Y doquiera fuera el tío, detrás iba el tipejo* –murmuró Reggie–. Perdón, no quise interrumpirte.

–Debo verlo. No lo he visto desde el verano, ¡casi un año entero! Y él no me ha escrito, y yo no me he atrevido a escribirle a él, por miedo a que la carta llegase a otras manos. Ya ves, tengo que ir. Hoy es mi única oportunidad. Tía Caroline se fue. Padre estará en el jardín y no se dará cuenta de si estoy o no. Y, además, mañana será demasiado tarde, porque Percy estará aquí. Él es quien está más furioso que nadie con este tema.

–El perfecto aristrócata presumido, Percy –convino Reggie–. Entiendo perfectamente. Dime qué quieres que haga.

–Quiero que me recojas con el auto a una media milla de aquí. Me dejas en Piccadilly: estaré lo bastante cerca del lugar al que voy. Pero lo más importante tiene que ver con Percy.

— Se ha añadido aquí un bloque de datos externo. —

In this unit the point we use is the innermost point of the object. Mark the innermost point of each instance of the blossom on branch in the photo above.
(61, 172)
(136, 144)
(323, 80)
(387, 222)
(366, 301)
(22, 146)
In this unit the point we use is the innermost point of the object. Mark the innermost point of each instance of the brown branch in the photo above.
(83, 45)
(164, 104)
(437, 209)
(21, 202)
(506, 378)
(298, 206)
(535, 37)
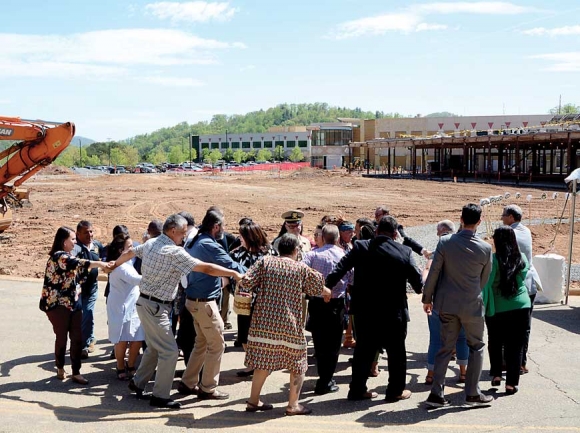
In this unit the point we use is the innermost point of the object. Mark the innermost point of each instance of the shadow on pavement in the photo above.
(565, 317)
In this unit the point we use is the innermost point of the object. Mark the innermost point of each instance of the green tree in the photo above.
(264, 155)
(176, 156)
(239, 155)
(214, 156)
(229, 155)
(251, 155)
(279, 153)
(566, 109)
(296, 155)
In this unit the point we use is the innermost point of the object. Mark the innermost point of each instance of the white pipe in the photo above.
(572, 216)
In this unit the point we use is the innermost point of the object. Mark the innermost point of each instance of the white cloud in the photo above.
(196, 11)
(381, 24)
(558, 31)
(561, 62)
(413, 18)
(487, 8)
(105, 53)
(172, 81)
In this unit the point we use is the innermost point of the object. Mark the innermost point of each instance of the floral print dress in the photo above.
(62, 282)
(276, 339)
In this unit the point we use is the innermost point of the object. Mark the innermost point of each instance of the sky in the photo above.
(122, 68)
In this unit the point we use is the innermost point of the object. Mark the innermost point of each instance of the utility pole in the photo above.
(109, 140)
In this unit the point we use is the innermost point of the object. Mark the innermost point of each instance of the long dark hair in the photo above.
(116, 247)
(255, 238)
(509, 260)
(62, 234)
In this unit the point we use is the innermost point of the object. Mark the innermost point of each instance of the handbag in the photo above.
(242, 303)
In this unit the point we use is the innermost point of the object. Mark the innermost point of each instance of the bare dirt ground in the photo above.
(135, 199)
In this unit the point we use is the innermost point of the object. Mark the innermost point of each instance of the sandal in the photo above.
(251, 407)
(121, 374)
(303, 410)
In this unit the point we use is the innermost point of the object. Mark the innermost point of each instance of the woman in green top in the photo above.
(507, 306)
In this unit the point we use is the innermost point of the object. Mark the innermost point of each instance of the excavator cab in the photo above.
(36, 144)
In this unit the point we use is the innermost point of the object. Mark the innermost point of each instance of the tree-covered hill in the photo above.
(171, 144)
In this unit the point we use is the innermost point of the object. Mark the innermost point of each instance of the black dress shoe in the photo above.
(182, 388)
(436, 401)
(166, 403)
(216, 395)
(140, 393)
(327, 390)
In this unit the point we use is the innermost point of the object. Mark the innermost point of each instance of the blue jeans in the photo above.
(88, 322)
(435, 342)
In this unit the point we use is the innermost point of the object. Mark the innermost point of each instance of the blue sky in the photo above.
(121, 68)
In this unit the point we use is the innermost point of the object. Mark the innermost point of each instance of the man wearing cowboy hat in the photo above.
(293, 225)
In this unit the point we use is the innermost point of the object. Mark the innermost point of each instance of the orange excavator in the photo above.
(37, 144)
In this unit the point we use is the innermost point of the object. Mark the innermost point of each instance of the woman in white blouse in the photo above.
(124, 324)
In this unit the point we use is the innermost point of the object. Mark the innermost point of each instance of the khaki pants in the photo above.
(209, 346)
(161, 352)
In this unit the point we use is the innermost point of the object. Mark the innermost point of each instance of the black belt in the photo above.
(201, 299)
(154, 299)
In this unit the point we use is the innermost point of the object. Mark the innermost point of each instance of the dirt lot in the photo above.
(136, 199)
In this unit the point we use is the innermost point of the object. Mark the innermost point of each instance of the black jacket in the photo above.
(382, 268)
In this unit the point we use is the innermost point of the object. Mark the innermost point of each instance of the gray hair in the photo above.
(446, 226)
(330, 234)
(515, 211)
(174, 221)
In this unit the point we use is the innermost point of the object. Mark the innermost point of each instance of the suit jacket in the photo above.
(524, 238)
(382, 268)
(461, 267)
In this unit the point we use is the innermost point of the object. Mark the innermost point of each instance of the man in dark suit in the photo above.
(460, 269)
(382, 268)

Debes persuadirlo a que se quede a cenar en la ciudad y vuelva después de la cena. Entonces podré volver en el tren de la tarde, y nadie sabrá que me he ido.

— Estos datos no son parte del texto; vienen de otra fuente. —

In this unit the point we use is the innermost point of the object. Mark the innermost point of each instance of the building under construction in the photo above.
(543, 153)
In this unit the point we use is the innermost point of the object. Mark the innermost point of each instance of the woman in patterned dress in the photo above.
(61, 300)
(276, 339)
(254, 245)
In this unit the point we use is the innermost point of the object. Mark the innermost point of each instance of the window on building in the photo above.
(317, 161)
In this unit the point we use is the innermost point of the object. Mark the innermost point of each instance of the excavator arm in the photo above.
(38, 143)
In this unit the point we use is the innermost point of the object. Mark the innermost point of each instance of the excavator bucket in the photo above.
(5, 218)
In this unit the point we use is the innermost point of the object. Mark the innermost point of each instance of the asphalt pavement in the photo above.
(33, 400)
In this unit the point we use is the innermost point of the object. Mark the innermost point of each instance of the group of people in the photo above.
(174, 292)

–Bastante sencillo, ¿eh? Considéralo hecho. ¿Cuándo quieres partir?

–De inmediato.

–Me daré una vuelta por el garage y recogeré el auto. –Reggie rió asombrado–. ¡Qué coincidencia! La mater me acaba de decir que debiera sacarte a pasear en el coche!

–¡Eres un encanto, Reggie, realmente!

Reggie le dio otra palmada paternal.

–Sé lo que significa estar enamorado, mi vieja amiga. A propósito, Maud, ¿te parece que el amor desacomoda tu golpe? Quiero decir, ¿te hace pegar los approachs con slice?

Maud se rió.

–No. No ha tenido hasta ahora ningún efecto en mi juego. Hice la vuelta en ochenta y seis el otro día.

Reggie suspiró con envidia.

–¡Las mujeres son maravillosas! –exclamó–. Bueno, a mover las piernas e ir por el coche. Cuando estés lista, date una vuelta por el camino y espérame.

Cuando él se hubo ido, Maud sacó un pequeño recorte de periódico de su bolsillo. Lo había cortado del ejemplar del día anterior de las columnas de sociedad del Morning Post. Contenía sólo unas pocas palabras.

"Mr. Wilbur Raymond ha regresado a su residencia de Belgrave Square Nro. 11 luego de un prolongado viaje en su yate, el Siren".

Maud no conocía a Mr. Wilbur Raymond, y aún así el párrafo le hizo rebullir la sangre en cada vena de su cuerpo. Pues, como le había dicho a Reggie, cuando los Wilbur Raymonds de este mundo vuelven a sus residencias ciudadanas, traen consigo a su sobrino y secretario, Geoffrey Raymond. Y Geoffrey Raymond era el hombre al que Maud había amado desde el día en que se habían conocido en Gales.